Due to escalating geopolitical conflicts driving up energy prices and inflation risks, Japanese investors turned net sellers of overseas stocks in April for the first time in four months.
Due to the escalation of geopolitical conflicts pushing up energy prices and the continued fermenting of inflation risks, Japanese investors turned net sellers of foreign stocks in April for the first time in four months. Analysts believe that concerns over rising energy costs due to the escalation of tensions in the Middle East leading to a potential war with Iran, coupled with lingering inflation pressures in the US and Europe, have made investors more cautious towards overseas stock markets.

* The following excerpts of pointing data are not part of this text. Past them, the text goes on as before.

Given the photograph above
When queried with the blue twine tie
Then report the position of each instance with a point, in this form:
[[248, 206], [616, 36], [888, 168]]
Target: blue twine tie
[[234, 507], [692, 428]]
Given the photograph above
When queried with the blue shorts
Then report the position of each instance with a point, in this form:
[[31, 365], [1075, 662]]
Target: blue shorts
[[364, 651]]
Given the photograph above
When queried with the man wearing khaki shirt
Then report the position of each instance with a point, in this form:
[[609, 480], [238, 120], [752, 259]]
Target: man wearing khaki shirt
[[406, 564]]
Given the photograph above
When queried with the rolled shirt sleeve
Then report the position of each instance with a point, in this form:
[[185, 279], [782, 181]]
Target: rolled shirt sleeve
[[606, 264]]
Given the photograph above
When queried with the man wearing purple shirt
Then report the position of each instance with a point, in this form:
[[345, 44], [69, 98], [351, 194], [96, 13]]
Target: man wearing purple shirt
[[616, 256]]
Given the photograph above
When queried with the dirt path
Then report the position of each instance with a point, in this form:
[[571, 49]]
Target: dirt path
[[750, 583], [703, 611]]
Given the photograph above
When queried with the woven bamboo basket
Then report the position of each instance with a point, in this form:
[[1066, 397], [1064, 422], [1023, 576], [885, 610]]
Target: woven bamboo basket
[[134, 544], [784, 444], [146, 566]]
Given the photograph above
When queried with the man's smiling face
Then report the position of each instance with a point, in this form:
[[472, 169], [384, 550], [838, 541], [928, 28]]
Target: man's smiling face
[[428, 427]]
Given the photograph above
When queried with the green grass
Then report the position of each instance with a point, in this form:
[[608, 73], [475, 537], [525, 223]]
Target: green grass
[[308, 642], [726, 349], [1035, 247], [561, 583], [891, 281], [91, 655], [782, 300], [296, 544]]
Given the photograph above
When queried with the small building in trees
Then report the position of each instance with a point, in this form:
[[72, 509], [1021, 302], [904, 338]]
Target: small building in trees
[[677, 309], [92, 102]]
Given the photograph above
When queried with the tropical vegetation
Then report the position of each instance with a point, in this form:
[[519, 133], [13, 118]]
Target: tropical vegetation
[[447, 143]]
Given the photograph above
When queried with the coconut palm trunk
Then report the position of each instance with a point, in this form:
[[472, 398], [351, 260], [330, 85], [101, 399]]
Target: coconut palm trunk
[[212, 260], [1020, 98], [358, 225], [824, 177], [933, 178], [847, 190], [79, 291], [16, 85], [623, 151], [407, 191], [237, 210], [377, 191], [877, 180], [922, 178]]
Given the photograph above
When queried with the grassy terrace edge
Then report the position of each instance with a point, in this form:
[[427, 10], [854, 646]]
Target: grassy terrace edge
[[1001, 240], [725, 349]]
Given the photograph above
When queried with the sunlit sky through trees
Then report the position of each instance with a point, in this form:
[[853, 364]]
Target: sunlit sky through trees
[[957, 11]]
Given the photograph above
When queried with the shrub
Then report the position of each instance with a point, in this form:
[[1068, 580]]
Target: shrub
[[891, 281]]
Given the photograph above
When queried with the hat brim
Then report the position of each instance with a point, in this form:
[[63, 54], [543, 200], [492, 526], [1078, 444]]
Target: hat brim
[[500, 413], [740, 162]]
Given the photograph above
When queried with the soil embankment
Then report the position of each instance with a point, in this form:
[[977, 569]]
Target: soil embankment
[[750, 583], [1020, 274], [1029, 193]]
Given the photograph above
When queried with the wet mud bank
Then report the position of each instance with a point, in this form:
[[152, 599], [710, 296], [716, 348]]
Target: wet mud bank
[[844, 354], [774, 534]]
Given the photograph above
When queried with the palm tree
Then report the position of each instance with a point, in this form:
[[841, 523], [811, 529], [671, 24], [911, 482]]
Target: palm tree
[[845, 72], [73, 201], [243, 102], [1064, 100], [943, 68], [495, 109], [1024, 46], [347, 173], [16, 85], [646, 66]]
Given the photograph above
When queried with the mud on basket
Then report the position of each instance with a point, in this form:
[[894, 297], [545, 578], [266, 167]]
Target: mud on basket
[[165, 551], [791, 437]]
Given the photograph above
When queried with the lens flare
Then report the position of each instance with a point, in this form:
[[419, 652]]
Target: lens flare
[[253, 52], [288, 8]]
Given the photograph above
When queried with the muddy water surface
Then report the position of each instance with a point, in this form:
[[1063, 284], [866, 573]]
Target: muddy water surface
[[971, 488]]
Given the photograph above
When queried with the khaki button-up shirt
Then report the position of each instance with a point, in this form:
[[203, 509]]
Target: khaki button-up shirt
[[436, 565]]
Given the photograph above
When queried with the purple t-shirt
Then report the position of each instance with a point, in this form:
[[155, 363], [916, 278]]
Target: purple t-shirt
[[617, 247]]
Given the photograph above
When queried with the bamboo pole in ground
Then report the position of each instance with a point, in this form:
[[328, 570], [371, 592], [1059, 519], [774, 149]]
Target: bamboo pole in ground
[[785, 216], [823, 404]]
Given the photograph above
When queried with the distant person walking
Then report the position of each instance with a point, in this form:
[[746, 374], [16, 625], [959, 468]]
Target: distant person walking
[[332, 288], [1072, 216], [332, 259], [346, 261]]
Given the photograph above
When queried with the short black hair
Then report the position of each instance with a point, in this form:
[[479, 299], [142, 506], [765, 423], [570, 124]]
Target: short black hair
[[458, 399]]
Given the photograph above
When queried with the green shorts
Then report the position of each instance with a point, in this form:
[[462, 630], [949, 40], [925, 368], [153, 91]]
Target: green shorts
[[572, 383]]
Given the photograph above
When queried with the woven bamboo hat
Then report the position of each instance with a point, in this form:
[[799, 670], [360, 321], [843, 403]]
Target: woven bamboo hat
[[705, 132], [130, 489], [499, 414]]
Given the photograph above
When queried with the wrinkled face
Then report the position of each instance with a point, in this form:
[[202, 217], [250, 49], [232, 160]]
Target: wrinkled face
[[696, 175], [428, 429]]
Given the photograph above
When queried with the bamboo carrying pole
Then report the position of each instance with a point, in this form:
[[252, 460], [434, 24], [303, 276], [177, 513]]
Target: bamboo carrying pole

Data released by the Japanese Ministry of Finance on Wednesday showed that Japanese investors sold a net total of 636.4 billion yen (approximately $40.4 billion) in foreign stocks in April, marking the largest monthly net sales since October 2025. In contrast, Japanese investors were still in a net buying position in March.
In the bond market, the selling pressure from Japanese investors on foreign bonds has somewhat eased. Net sales of foreign bonds in April were 219.2 billion yen, the lowest level in nearly three months, indicating a temporary relief in selling pressure in the bond market after several months of continuous reduction.
Accelerating inflation in the US
Data released by the US Department of Labor on Tuesday underscored the cautious sentiment mentioned above. The Consumer Price Index (CPI) in April rose by 3.8% year-on-year, the fastest pace since 2023, with a month-on-month increase of 0.6%. Increases in food, services, rent, and airfare costs indicate persistent inflationary pressure. Meanwhile, real average hourly earnings, adjusted for inflation, declined by 0.3% year-on-year for the first time in three years.
Analysts believe that if future PCE data does not show a significant synchronized increase, the Federal Reserve may still maintain an "observation mode" rather than quickly shifting towards further tightening. This exacerbates concerns in the market that the Fed may delay rate cuts or continue with rate hikes, thereby curbing investors' risk appetite for foreign stocks.
Divergence in account operations
From the perspective of investor structure, there is a clear divergence in the behavior of various types of accounts. Japanese trust accounts withdrew 1.85 trillion yen from foreign stocks in April, the largest monthly net outflow since June 2025; however, they also invested 897.3 billion yen in overseas long-term bonds, exhibiting a risk-averse strategy of "abandoning stocks in favor of bonds."
In contrast, investment trust management companies and life insurance companies became net buyers of foreign stocks, purchasing 1.25 trillion yen and 333.1 billion yen respectively. Despite the overall net selling, some long-term funds are still choosing to buy on dips.
Significant selling pressure on US bonds in the first quarter
In addition, another report released by the Bank of Japan on the same day showed that Japanese investors significantly reduced their holdings of US and European bonds in the first quarter of this year. They sold a total of 4.95 trillion yen of US bonds and 1.02 trillion yen of European bonds during the period. The selling of French bonds and German bonds reached 797.66 billion yen and 307.65 billion yen respectively.
Analysts point out that Japanese investors continue to reduce their holdings of foreign bonds, mainly due to the uncertainty in interest rate paths in the US and Europe, as well as the high cost of currency hedging. As the Bank of Japan's monetary policy further normalizes in the future, the trend of funds flowing back to the domestic market may continue.